In almost 40 years in the business, he had never seen greater speculative exuberance than that in technology stocks in 1999-2000, he said. It peaked in March last year when the Nasdaq soared to over 5,000 before collapsing.

The correction followed the pattern of other declines in that it had three stages. There was the A wave, the initial shock decline when the Nasdaq fell 30 or 40 per cent from March until May. The B wave between May and August saw an interim Nasdaq recovery retracing about half of the A wave decline. Then the C wave set in.

"The C wave is not as vicious or violent in terms of the rate of decline but it takes a lot more time based on historical evidence to be completed," he said. This wave had two components, "one is the down phase, the other is where this price decline begins to bottom out - but it can go sideways and it can go on for years." The Nikkei C wave, he pointed out, has been going on in Japan since the stock bubble burst in 1989.

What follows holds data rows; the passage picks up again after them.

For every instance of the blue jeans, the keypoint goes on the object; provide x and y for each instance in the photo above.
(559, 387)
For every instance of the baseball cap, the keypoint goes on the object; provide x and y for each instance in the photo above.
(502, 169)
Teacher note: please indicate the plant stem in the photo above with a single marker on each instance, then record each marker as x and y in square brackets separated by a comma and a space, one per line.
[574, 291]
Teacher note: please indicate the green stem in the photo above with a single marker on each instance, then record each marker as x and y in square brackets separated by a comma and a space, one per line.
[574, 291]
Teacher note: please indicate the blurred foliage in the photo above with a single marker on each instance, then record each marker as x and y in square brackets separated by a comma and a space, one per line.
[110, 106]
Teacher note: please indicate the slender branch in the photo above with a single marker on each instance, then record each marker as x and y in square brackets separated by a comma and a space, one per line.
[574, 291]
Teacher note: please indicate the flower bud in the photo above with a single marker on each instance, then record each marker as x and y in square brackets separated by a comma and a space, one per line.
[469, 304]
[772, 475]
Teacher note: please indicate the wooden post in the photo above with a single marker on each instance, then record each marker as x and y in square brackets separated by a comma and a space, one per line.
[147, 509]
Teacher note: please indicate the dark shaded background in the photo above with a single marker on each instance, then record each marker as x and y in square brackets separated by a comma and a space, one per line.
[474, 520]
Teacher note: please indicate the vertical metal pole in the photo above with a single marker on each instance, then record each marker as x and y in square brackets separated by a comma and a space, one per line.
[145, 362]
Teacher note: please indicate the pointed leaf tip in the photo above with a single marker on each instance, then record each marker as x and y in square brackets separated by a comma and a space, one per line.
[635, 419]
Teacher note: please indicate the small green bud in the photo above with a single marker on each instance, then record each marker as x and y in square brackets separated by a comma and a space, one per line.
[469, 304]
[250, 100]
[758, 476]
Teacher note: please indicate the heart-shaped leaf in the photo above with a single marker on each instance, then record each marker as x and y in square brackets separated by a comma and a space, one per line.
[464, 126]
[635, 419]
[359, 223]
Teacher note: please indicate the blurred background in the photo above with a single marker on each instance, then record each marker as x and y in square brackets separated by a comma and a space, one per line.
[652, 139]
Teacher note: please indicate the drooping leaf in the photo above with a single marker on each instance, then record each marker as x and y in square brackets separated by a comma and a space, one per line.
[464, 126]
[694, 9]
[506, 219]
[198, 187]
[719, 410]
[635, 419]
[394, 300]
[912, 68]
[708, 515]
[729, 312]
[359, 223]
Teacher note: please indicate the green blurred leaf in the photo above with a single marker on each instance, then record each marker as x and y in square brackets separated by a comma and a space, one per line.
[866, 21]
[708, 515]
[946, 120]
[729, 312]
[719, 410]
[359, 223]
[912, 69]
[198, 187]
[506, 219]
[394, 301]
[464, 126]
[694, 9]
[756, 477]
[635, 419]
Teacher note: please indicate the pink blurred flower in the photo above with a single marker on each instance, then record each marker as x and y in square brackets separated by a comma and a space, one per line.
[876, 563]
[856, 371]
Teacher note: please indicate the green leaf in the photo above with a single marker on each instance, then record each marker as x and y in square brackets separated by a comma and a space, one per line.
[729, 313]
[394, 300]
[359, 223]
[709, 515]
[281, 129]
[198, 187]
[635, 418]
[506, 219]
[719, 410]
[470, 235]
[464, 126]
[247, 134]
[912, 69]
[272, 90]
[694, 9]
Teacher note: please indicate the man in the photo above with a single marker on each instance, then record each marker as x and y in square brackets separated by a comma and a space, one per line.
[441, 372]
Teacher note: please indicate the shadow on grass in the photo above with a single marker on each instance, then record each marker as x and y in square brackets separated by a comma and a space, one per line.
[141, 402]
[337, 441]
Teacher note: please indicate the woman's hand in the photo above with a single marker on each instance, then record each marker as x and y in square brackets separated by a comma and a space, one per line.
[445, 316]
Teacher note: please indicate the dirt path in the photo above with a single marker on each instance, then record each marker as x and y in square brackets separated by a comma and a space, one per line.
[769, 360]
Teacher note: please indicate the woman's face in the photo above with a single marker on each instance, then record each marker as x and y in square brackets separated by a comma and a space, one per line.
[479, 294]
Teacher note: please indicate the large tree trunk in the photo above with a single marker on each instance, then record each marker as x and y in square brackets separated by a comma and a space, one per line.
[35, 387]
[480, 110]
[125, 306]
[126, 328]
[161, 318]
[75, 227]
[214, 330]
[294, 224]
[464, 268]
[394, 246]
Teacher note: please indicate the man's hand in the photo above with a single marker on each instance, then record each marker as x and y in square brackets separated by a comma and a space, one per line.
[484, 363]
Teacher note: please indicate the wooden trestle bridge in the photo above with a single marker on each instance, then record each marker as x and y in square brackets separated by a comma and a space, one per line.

"I think it will take at least the rest of this year to complete the C wave in technology," he forecast. There could, however, be a late-winter-early-spring rally taking the Nasdaq from the present 2,200-2,400 range back to the low or mid 3,000s, because they are very "oversold".

When this was over the technology indices would fall back again in the spring to summer and approach the recent lows, and then rally briefly again in the autumn.

"As you get these periodic rallies in technology, I would suggest very strongly to look through one's portfolio holdings in technology, don't be overweighted, try to cut back any extraordinarily high exposure to begin with. "Then go through and see what companies' stocks are ones you think you should be in long term, that do have some kind of reasonable evaluation, good earnings prospects, good management, good financial condition, all of that kind of positive stuff, and stay with them.

"A lot of investors may have bought stocks with concepts that sounded so great a year ago, maybe related to Internet or e-commerce. Many have gone out the window and people realise they are dealing with failures or just not very viable companies, and if they still have such stocks in their holding it would be a great chance on any nearby bounce that picks everything up temporarily to try to cut back exposure.

"Get out of those, either switch to a different sector, either energy or financial stocks which I like, or get into another technology stocks where there is a more reliable prospect."